Fishing In The Rainiest Cities In America

April showers bring May flowers... and some seriously great fishing, we might add! While rain is a familiar part of spring for many boaters, some cities get more H2O than others — which is great news for anglers who know how fun (and lucrative) it can be to fish in a light shower.

Ahead, join us as we get to know the three wettest cities in the United States, according to World Atlas — plus, find out where the fish are biting in each unique city. Hop on your Blackfin and take a look.

Mobile, Alabama

Based on the total amount of precipitation Mobile receives each year (one of many metrics you can use to gauge “raininess”), the Gulf Coast city ranks pretty high — in fact, Mobile gets more than five feet worth of precipitation per year! Here, boating tends to revolve around Mobile Bay, Alabama’s only saltwater port and a natural destination for anglers on their way out to the open water. Stick to the inshore digs for the very popular (and abundant) redfish, or travel out to explore the reefs for hefty grouper, snapper, and other catches.

Freshwater fishing in the rain? According to the pros at Fish Alabama, the key to success for fishing local lakes (like beautiful Lake Martin) on rainy days is to tap into nutrient-rich runoffs, which attract baitfish and, in turn, hungry bass. You’ll also want to focus your attention on the topwater — aka, the H2O closest to the surface.

Pensacola, Florida

Believe it or not, the next rainiest city in the United States is an hour’s drive (or quick boat ride) away from Mobile.

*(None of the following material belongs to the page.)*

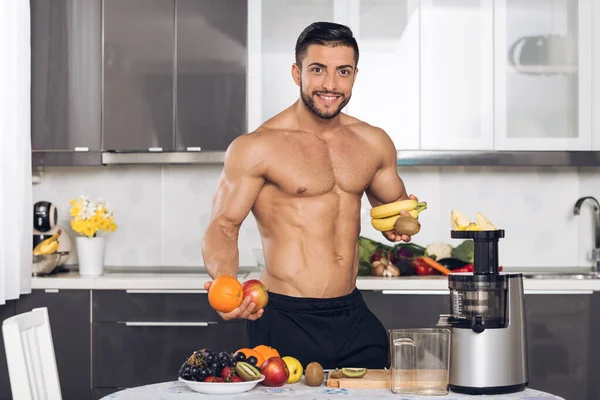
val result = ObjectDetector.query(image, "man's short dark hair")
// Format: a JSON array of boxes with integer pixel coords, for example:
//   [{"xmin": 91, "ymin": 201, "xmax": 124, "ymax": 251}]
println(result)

Pensacola, Florida is part of the state’s Emerald Coast — so named for its dreamy, green-blue water that will make you feel as though you’ve been transported to some kind of European riviera. Whether you fish off Pensacola Bay, or go cruising over to Santa Rosa or Okaloosa Island, you’ll be able to try your hand at catches like wahoo, sea trout, and grouper, to name just a few. You can also go farther out without having to go, well, that much farther out — that is, Pensacola is located near the Desoto Canyon, where the continental shelf dips into the deeper Gulf fairly close to the beach, according to the University of Florida. That’s great news for anglers!

Now, about that rain. You can cruise offshore during light rain, but should never be on the water during a thunderstorm. If it’s the former, you may experience the benefits of your fishing line being harder to see for fish — so you can operate relatively incognito before landing that crucial bite. And of course, it’s not hard to avoid the rain altogether. Around the Gulf (and throughout much of the Sunshine State), rain is rarely an all-day affair. Rather, storms tend to roll in after the heat and humidity of midday gives way to afternoon weather — so if you get an early start on the water, you can avoid the worst of it.

New Orleans, Louisiana

You might be noticing a pattern by this point. Yes, many of the country’s rainiest cities surround the Gulf of Mexico — and this is not a coincidence! Though the region has some seriously beautiful beaches (and plenty of sunshine to boot), it also experiences tropical weather and everyday thunderstorms that feed off the Gulf’s humid, steamy air.

But back to New Orleans. The Big Easy’s reputation for laidback fun and good times extends into the water, too — even after Mardi Gras is over and all the King Cake has been enjoyed! You can cruise around Lake Pontchartrain (think bass, or massive, record-smashing sheepshead) or head out toward the Chandeleur Islands — the official Eastern edge of Louisiana — where redfish and speckled trout abound.

From surprise sun-showers to cozy, rainy days, these destinations are perfect for boaters who are as comfortable in a poncho and rain boots as they are board shorts and deck shoes! We hope today’s virtual tour helps you find your next fishing destination.